Let's use the [same set](data-actual-severity.html#multiple-images) of 10 soybean leaves, as seen in the previous chapter, depicting the rust symptoms and create the `sbr` object.
```{r}
#| message: false
#| warning: false
library(pliman)
h <- image_import("imgs/sbr_h.png")
s <- image_import("imgs/sbr_s.png")
b <- image_import("imgs/sbr_b.png")
sbr <- measure_disease(
pattern = "img",
dir_original = "imgs/originals" ,
dir_processed = "imgs/processed",
save_image = TRUE,
img_healthy = h,
img_symptoms = s,
img_background = b,
show_original = FALSE, # set to TRUE for showing the original.
col_background = "white",
verbose = FALSE,
plot = FALSE
)
```
We are ready to run the `sad()` function to create a SADs with five diagrams side by side. The resulting SADs is in two-color as standard. Set the argument `show_original` to `TRUE` for showing the orignal image in the SADs.
```{r}
sad(sbr, 5, ncol = 5)
```
## Analysis of SADs validation data
To evaluate the effect of SAD on accuracy components, analyze the data, preferably using concordance analysis methods ([see chapter](data-accuracy.html)), to fully explore which component is affected and to gain insight into the ramification of errors. Linear regression should not be used as the sole method but it could be complementary for comparison with previous literature.
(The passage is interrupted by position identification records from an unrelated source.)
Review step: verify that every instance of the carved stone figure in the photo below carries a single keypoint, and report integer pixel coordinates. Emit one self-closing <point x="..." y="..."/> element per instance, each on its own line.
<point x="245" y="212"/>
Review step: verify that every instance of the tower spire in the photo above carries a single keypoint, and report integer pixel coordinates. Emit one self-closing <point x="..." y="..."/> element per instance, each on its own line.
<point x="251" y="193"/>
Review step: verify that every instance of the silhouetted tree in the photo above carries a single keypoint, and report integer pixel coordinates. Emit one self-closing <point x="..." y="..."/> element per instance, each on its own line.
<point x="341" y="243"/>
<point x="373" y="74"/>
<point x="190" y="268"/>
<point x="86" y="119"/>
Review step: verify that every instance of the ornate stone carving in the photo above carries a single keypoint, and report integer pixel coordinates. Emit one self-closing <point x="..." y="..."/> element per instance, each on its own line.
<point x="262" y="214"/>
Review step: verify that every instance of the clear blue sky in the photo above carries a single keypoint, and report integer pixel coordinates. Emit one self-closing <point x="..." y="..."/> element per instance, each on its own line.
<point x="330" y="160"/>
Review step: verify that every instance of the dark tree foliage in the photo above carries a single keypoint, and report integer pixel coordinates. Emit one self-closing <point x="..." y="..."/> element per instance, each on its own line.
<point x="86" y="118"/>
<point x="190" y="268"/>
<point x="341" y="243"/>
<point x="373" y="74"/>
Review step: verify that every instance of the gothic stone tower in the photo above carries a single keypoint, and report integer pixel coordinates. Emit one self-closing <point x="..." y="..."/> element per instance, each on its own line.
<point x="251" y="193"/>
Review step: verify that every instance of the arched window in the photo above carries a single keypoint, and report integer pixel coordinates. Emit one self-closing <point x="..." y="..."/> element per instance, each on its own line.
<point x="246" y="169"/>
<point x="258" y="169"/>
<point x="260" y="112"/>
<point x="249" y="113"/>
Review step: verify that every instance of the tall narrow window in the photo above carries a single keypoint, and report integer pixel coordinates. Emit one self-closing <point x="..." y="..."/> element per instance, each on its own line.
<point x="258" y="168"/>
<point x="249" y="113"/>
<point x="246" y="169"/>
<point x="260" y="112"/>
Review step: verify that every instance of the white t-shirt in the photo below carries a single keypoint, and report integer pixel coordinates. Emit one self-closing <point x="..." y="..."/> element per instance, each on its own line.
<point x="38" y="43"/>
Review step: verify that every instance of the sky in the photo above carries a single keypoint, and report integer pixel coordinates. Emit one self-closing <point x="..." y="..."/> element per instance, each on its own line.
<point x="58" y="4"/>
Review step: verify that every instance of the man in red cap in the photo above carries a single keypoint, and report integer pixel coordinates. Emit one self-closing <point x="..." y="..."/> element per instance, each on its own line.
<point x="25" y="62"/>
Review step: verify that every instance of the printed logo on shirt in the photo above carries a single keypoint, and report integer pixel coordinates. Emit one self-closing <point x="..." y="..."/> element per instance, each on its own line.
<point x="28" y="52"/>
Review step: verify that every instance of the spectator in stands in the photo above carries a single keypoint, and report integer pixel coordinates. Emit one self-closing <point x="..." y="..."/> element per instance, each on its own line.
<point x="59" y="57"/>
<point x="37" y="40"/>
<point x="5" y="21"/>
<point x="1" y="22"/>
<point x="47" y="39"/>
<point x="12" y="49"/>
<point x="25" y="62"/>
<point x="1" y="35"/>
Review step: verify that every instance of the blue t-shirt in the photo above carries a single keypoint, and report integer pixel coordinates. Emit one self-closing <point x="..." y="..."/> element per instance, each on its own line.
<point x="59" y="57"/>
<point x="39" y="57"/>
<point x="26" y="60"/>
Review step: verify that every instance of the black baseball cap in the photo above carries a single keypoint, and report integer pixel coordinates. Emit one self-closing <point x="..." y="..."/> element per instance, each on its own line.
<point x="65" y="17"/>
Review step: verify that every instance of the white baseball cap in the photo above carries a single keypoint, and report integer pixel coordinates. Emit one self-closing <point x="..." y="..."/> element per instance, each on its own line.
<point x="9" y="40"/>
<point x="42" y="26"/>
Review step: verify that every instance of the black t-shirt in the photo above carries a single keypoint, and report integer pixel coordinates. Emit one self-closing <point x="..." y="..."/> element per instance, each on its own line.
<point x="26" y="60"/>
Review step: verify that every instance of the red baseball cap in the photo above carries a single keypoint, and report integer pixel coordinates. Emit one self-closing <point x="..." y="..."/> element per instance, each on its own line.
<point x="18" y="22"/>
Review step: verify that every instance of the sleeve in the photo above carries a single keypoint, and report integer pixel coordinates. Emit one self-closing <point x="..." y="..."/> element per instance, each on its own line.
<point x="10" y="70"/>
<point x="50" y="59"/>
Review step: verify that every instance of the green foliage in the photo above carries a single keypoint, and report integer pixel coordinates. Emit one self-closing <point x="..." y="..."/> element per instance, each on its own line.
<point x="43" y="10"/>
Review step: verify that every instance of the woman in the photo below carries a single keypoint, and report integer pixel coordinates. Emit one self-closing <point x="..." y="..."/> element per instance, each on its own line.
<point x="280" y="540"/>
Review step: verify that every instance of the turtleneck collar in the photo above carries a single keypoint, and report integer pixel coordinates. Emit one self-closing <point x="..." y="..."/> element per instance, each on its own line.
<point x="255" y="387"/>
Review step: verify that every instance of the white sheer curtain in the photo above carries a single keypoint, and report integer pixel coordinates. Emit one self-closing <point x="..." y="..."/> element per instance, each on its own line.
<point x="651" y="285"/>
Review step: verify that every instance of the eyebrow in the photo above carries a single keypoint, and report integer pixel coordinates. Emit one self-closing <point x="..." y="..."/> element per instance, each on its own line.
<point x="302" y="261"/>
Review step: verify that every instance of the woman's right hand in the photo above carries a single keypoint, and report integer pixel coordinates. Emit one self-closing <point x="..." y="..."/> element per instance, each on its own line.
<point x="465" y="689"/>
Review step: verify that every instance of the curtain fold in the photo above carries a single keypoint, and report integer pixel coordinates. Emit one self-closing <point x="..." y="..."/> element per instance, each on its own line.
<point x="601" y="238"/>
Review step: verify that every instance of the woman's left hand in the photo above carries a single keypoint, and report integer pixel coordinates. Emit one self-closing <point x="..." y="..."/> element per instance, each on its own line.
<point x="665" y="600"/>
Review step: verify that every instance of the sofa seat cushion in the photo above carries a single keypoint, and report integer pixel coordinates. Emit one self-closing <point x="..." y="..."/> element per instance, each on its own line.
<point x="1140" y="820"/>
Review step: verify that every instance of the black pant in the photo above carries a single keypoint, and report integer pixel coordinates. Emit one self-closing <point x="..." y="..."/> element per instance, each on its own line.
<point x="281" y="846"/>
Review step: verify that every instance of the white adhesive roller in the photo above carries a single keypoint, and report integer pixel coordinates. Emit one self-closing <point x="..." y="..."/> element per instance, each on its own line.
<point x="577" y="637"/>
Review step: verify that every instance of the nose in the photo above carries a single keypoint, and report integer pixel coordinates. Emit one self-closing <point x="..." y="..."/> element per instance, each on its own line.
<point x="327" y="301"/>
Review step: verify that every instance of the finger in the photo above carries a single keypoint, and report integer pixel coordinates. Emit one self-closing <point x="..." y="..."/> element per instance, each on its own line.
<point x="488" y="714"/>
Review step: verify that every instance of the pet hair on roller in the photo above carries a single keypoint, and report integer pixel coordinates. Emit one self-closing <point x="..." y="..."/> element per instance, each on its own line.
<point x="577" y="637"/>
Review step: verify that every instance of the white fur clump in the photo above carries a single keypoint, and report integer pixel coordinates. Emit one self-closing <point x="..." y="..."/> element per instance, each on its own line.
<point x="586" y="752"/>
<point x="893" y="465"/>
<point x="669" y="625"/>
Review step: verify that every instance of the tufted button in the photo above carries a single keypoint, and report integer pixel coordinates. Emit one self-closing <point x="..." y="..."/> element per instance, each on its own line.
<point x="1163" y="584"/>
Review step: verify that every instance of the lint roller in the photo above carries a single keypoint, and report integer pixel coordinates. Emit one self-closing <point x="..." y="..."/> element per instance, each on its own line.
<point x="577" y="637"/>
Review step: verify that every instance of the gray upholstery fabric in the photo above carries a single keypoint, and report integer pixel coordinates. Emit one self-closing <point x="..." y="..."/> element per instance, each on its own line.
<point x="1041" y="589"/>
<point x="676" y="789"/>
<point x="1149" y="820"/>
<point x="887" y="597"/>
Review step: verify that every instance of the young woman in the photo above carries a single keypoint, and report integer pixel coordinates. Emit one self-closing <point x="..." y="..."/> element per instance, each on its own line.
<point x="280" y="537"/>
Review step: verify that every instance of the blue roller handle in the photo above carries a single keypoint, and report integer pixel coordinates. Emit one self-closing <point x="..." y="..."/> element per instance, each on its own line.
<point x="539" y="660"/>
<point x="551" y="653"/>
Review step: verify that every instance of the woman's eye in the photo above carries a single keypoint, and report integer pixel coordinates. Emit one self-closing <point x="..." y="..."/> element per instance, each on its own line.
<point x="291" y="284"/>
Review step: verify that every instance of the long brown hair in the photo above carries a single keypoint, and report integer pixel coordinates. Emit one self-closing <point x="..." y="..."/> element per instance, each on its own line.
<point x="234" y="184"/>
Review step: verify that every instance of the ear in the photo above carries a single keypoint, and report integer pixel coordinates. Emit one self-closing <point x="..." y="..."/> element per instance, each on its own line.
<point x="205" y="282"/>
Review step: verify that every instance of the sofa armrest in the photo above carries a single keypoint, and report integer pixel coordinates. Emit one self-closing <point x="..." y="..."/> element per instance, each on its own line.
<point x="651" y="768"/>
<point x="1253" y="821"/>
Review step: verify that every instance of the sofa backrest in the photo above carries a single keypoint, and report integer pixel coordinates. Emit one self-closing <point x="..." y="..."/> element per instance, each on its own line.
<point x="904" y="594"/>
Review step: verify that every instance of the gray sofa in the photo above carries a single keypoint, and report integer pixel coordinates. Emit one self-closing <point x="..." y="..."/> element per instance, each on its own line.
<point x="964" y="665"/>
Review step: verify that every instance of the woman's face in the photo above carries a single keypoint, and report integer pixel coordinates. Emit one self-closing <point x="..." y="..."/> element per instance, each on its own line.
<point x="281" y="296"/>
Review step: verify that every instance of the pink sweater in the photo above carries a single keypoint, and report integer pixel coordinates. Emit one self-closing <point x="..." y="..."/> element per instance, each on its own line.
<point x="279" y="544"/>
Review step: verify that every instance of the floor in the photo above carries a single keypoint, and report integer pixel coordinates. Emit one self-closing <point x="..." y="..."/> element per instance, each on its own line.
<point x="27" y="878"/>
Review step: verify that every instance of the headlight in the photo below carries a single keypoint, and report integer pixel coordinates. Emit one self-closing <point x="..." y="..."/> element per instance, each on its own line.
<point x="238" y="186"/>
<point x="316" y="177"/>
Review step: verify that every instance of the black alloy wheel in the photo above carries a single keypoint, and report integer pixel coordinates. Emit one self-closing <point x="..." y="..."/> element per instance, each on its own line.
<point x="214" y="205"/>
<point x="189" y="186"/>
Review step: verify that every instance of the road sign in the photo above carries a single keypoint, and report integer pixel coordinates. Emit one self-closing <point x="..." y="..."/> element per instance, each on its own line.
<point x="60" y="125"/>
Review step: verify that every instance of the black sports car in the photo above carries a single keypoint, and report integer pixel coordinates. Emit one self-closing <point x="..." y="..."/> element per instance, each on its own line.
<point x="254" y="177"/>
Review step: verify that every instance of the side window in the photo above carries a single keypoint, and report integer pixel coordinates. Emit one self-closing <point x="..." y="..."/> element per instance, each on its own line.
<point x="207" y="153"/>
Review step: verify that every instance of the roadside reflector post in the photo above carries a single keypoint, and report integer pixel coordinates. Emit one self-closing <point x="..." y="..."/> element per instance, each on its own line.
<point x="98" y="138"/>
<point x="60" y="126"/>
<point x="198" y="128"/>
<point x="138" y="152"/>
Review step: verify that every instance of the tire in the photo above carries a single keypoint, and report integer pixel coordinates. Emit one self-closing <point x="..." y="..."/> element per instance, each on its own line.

Inferential methods should be used for testing hypotheses related to gain in accuracy. If parametric tests are used (paired t-test for example), make sure to check that the assumptions are not violated. Alternatively, nonparametric tests (Wilcoxon signed rank) or nonparametric bootstrapping should be used when the conditions for parametric tests are not met. More recently, a (parametric) mixed modelling framework has been used to analyse SADs validation data where raters are taken as a random effects in the model [@gonzález-domínguez2014; @franceschi2020; @pereira2020].
### Non parametric boostrapping of differences
Bootstrap is a resampling method where large numbers of samples of the same size are repeatedly drawn, ***with replacement***, from a single original sample. It is commonly used when the distribution of a statistic is unknown or complicated and the sample size is too small to draw a valid inference.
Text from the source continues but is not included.